= Atlas of Historical County Boundaries =

The Atlas of Historical County Boundaries (abbreviated AHCB) is a historical atlas and historical geographic information system chronicling the history of counties and county equivalents in the United States. It was compiled by the Dr. William M. Scholl Center for American History and Culture at the Newberry Library and edited by John Hamilton Long.

== History ==
The Atlas is an outgrowth of the Newberry Library's Atlas of Early American History, which was published in 1976. The same year, the library started the U.S. Historical County Boundary Data File Project to compile a spatial database of county boundaries from 1788 to 1980. Historians at the library and cartographers at the University of Wisconsin–Madison worked on the project with funding from the National Endowment for the Humanities and private sponsors. By 1982, the project had completed data on fourteen states during the 19th and 20th centuries. The database was published as County Boundaries of Selected United States Territories/States, 1790–1980 and deposited with the Inter-university Consortium for Political and Social Research. For researchers without access to capable computer equipment, the same information was published in five volumes by G. K. Hall & Co. as Historical Atlas and Chronology of County Boundaries, 1788–1980 (1984).

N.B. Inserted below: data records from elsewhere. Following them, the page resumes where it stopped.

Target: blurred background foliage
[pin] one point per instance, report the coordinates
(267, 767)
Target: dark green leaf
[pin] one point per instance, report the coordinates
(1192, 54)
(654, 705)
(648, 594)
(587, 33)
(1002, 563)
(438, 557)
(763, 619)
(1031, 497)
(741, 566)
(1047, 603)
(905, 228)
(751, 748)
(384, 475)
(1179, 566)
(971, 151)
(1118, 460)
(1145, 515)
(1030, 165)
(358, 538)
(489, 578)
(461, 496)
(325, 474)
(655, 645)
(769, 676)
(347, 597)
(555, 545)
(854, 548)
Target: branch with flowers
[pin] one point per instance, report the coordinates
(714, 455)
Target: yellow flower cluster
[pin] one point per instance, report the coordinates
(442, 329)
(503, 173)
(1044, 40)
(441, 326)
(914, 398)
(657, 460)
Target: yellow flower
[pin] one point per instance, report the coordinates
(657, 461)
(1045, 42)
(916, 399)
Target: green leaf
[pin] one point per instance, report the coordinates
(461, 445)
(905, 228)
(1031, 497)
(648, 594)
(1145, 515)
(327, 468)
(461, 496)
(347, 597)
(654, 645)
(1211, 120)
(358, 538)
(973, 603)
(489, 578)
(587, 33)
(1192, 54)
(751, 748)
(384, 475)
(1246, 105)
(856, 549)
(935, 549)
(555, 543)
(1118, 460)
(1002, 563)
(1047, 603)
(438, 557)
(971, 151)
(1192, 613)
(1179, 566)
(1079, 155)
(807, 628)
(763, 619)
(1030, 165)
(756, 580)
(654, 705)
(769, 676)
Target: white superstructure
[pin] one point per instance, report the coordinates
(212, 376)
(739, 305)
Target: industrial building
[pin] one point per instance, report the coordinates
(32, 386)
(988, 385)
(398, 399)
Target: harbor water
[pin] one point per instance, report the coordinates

In 1987, a second Atlas project began to extend coverage to the entire United States. Coverage was also expanded to include the American colonial period up to the 1990s. A revised series of atlases was published by Simon & Schuster in 1993, one volume per state. The project was completed in June 2010, with additional national data files and animations added in 2012.

== Contents ==
The Atlas covers the history of more than 3,000 counties and county equivalents in the United States from the early 1600s to 2000. It is available in print form or as downloadable files in shapefile, Keyhole Markup Language, and PDF formats, which are compatible with geographic information systems including Google Earth and ArcGIS. These files were originally made available under the Creative Commons Attribution-NonCommercial-ShareAlike license but were later rereleased without any restrictions on reuse. According to the library, "some of these files contain the original, out-of-date copyright license; these can be ignored" as all of the project's data and files may be "consulted, reviewed, and reused for any lawful purpose, commercial or non-commercial, without licensing or permission fees to the library."

== Influence ==
The Atlas is used for genealogy and for researching land titles and other legal matters. It has been incorporated into OpenHistoricalMap, an open source map of history.